Just when we were hoping that the priest sex-abuse scandal was under control, we learn another dirty little secret from the Catholic Church.

In 1986, then-Bishop Daniel Cronin of Fall River suspends a priest following allegations of pedophilia in the 1960s and 70s.

Because the statute of limitations has expired, the district attorney cannot file charges. So the priest, Gilbert Simoes, moves to Falmouth and becomes a regular substitute teacher at Falmouth High School from 1989 to 1998.

In effect, Cronin and the Fall River Diocese wash their hands of Simoes. Doesn't the diocese, including Cronin's successor, Sean O'Malley, now archbishop of Boston, have a responsibility to the community in which Simoes lives?

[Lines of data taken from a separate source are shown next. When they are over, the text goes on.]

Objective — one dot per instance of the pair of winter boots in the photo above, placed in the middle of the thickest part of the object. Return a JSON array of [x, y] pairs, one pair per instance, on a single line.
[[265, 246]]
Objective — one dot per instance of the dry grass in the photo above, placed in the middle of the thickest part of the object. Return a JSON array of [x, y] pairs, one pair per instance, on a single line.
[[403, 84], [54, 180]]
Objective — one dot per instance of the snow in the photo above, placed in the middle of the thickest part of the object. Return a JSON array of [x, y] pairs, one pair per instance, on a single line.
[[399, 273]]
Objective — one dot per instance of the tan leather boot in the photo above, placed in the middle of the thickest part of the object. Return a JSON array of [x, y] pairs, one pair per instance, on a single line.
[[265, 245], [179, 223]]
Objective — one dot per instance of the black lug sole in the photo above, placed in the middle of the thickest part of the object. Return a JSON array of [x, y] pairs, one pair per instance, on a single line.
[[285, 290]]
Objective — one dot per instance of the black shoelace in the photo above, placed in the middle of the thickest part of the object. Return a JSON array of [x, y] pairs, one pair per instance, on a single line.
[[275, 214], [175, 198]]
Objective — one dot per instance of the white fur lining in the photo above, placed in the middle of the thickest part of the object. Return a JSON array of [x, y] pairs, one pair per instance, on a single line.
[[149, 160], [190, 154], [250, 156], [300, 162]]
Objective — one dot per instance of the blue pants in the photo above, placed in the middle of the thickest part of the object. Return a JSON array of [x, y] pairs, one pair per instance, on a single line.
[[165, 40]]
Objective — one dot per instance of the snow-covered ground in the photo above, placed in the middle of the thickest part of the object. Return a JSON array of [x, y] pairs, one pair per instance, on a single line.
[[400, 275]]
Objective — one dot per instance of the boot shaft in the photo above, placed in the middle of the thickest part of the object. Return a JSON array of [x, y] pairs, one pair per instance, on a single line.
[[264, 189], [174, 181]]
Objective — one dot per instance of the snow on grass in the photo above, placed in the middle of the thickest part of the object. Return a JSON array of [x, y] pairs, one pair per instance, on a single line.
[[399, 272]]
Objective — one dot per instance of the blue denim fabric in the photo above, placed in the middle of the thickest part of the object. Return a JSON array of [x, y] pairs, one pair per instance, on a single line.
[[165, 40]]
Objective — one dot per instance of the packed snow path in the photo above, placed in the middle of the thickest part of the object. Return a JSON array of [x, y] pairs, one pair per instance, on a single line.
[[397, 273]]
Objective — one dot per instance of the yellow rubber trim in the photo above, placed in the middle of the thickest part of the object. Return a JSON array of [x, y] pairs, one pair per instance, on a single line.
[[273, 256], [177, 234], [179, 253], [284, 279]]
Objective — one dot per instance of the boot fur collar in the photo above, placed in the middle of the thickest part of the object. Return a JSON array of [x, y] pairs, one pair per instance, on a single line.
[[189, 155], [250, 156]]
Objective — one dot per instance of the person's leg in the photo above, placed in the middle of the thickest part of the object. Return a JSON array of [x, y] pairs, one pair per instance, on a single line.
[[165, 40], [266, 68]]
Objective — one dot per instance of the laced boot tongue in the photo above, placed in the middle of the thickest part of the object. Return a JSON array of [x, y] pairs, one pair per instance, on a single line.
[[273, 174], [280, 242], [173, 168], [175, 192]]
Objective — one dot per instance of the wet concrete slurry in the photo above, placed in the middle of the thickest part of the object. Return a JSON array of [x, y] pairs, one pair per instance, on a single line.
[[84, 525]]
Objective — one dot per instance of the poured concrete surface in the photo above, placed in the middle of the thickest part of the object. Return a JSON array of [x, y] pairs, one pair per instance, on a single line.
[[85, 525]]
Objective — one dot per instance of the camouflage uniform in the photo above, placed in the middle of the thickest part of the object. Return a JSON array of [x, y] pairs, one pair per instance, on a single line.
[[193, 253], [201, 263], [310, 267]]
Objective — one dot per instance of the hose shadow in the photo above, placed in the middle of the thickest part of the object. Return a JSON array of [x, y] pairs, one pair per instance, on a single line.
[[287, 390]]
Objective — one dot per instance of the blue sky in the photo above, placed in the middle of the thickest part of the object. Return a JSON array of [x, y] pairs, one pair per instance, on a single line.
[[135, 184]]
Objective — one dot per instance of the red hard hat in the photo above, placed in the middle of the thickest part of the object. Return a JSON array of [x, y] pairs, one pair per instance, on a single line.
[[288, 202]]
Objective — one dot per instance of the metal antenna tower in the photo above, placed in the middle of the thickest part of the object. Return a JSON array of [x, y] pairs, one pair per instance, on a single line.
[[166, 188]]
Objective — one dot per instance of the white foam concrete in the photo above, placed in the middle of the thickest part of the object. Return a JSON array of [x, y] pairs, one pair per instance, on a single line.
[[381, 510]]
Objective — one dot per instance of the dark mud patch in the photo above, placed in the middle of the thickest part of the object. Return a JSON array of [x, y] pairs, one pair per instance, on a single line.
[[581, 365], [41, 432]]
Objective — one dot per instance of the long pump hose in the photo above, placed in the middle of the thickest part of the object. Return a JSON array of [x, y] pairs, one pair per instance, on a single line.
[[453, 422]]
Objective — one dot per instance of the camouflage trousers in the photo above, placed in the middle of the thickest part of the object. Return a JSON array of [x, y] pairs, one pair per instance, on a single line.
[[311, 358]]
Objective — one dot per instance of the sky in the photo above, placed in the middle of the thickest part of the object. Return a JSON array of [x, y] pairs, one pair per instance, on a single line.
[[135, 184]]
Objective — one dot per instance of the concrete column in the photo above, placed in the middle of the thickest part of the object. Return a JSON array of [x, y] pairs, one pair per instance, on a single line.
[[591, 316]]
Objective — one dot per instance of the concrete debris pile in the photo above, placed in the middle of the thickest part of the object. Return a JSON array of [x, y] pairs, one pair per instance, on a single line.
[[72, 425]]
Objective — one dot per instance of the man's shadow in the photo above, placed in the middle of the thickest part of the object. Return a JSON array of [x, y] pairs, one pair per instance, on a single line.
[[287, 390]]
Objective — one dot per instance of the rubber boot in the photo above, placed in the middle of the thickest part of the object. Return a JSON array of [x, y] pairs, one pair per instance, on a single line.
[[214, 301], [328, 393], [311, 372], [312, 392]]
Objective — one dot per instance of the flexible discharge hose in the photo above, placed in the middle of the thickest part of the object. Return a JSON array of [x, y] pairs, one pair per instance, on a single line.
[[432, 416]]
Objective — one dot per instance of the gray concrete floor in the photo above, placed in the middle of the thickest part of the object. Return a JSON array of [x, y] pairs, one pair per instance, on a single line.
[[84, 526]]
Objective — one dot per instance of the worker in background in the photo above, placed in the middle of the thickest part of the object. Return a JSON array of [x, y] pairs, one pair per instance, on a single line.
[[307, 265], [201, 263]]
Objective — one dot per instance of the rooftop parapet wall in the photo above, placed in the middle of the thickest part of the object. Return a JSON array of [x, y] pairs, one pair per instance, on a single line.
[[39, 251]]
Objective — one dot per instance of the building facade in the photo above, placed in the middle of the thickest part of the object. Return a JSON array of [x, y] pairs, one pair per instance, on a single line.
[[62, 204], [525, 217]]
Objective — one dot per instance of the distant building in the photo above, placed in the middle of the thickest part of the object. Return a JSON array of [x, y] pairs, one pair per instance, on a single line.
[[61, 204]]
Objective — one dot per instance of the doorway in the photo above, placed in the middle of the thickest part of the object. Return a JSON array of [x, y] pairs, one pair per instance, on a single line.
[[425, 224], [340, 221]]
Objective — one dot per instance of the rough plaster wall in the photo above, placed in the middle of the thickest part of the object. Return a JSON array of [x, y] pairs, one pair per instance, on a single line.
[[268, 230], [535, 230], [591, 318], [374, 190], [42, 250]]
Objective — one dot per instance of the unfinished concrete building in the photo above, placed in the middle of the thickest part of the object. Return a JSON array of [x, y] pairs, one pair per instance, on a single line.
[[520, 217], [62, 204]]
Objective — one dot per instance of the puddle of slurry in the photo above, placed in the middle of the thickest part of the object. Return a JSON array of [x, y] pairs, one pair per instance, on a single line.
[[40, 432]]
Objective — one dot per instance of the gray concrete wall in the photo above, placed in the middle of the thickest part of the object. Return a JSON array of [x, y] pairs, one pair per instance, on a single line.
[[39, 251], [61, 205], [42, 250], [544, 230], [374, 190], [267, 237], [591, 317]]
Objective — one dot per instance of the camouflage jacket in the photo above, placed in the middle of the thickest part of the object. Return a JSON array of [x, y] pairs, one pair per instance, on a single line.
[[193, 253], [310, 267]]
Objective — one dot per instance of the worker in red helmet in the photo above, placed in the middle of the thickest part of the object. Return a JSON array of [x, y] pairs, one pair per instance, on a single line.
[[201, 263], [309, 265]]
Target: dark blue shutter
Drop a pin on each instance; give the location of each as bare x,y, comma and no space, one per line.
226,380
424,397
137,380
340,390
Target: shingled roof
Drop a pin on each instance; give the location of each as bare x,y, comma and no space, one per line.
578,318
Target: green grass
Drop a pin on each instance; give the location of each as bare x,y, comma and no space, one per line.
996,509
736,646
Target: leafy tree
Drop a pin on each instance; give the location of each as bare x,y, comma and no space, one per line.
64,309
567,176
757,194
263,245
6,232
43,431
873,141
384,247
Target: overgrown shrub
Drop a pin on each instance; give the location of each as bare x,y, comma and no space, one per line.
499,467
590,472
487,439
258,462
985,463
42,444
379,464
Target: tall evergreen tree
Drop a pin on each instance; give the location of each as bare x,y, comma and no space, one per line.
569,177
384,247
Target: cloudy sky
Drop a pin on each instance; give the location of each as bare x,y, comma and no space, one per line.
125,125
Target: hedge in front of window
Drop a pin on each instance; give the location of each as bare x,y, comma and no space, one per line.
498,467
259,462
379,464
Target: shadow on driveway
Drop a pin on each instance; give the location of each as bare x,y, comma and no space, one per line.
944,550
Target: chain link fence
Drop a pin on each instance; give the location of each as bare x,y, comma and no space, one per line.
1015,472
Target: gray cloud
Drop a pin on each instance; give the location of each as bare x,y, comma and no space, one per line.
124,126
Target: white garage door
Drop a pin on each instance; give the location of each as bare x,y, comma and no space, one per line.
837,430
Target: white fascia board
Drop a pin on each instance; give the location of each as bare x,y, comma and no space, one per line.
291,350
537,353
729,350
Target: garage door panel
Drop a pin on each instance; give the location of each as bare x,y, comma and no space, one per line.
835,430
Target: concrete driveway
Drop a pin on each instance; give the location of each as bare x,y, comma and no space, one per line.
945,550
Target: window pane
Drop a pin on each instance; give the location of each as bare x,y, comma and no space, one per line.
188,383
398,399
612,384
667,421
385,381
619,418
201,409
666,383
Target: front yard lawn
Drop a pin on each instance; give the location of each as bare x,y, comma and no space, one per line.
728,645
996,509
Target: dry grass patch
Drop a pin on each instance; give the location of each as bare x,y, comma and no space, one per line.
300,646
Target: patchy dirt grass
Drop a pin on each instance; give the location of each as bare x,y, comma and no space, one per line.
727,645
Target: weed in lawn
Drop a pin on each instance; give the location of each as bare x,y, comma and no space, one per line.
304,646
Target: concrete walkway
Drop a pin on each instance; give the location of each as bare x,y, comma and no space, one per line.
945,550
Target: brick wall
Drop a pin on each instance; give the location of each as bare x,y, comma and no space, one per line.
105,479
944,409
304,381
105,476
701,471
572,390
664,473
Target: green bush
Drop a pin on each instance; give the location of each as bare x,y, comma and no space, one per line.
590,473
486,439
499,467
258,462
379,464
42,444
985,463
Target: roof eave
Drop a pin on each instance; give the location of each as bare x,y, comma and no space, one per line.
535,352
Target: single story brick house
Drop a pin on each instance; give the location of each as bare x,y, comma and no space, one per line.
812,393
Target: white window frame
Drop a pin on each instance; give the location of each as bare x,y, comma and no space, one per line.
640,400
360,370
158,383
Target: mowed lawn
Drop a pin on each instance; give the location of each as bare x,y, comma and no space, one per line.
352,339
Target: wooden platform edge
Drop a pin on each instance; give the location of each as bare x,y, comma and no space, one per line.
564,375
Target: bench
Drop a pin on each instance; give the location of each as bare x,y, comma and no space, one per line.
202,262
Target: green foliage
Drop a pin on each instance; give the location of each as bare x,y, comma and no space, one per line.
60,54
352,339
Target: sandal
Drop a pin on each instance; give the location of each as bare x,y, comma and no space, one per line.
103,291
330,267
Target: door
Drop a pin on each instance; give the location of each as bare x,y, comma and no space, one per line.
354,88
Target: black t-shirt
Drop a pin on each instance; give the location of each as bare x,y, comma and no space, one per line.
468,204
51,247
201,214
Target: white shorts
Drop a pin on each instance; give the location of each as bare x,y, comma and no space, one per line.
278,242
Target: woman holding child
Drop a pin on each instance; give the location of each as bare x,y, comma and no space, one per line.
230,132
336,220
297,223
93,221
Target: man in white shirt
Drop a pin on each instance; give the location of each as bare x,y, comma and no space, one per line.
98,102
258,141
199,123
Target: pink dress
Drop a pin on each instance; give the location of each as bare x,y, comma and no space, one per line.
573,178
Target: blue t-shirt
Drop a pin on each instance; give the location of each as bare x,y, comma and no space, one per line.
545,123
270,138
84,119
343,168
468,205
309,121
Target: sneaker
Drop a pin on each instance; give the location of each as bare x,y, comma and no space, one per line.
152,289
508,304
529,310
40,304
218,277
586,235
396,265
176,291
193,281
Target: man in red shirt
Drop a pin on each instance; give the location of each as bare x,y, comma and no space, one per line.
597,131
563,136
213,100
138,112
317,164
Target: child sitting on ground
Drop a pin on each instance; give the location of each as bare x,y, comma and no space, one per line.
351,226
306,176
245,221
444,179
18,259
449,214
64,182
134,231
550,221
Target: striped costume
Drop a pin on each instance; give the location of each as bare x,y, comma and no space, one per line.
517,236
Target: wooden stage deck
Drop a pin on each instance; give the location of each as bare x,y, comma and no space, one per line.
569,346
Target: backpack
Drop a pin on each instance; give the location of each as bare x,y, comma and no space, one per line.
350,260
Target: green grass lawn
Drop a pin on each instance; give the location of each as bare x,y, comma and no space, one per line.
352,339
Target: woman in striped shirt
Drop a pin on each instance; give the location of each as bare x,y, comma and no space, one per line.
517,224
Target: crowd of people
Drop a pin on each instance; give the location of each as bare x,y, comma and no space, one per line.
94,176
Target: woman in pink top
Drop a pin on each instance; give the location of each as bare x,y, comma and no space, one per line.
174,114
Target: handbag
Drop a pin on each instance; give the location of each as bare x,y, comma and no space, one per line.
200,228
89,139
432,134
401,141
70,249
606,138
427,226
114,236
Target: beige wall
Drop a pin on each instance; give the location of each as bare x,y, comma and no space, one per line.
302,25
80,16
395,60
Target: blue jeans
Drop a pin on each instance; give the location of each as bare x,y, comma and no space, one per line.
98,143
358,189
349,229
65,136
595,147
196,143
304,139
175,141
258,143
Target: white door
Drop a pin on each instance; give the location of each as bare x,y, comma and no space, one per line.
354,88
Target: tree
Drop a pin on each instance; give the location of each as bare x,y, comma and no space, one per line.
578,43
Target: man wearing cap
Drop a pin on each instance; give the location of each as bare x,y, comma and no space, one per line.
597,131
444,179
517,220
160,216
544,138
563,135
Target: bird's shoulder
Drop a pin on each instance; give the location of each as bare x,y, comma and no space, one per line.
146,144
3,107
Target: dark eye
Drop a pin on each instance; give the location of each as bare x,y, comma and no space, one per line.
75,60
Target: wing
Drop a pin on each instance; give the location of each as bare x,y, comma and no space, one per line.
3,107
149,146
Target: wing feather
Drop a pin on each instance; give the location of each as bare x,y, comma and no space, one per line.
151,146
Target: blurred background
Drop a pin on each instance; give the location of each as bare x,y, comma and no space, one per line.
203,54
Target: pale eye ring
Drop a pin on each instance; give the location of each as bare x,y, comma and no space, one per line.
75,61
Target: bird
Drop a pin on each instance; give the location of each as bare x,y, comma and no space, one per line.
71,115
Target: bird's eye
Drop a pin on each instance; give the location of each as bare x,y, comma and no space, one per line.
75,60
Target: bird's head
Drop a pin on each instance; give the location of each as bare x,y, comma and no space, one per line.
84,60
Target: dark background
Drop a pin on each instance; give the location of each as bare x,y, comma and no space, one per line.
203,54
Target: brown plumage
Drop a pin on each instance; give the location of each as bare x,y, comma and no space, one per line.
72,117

O'Malley became bishop of Fall River in 1992, and was widely credited with resolving the James Porter pedophilia case. But from 1992 to 1998, O'Malley apparently did little to monitor Simoes, who was teaching Portuguese at Falmouth High.

Why didn't someone within the diocese monitor this priest and make sure he was not placed in a position where he could re-offend? He was not defrocked. He remains ordained, even though he is prohibited from performing priestly functions.

If the diocese could not keep track of him as a suspended priest, would it have been better to have placed him in a supervised position within the diocese in which he would not have had any contact with children?

"Once we suspend him, we did not have the right to keep him under lock and key," said John Kearns, a spokesman for the diocese. Yes, but the diocese has the responsibility to supervise its priests, whether suspended or not, and protect the community from potential harm.

And once Simoes took the job at Falmouth High School, Kearns said, "he was under no obligation to report that to the diocese."

But the diocese was obliged to enroll him in a private treatment center for sexual offenders and then monitor him after his release.

Instead, the diocese basically lost track of an accused pedophile. Kearns said the diocese was unaware that he was teaching at Falmouth High. It's hard to believe that not one Cape priest, especially the priests assigned to Falmouth, was aware of Simoes' position at Falmouth High.

A couple years ago, the diocese appointed a liaison to keep track of suspended priests, something they should have done decades ago.

It's time for Bishop George Coleman, the current head of the Diocese of Fall River, to provide a full accounting of the relationship among Simoes and two other priests - the Rev. Bernard Kelly of Woods Hole and the Rev. Donald Turlick - in the public's case against Paul Nolin, who is accused of murdering 20-year-old Jonathan Wessner of Falmouth.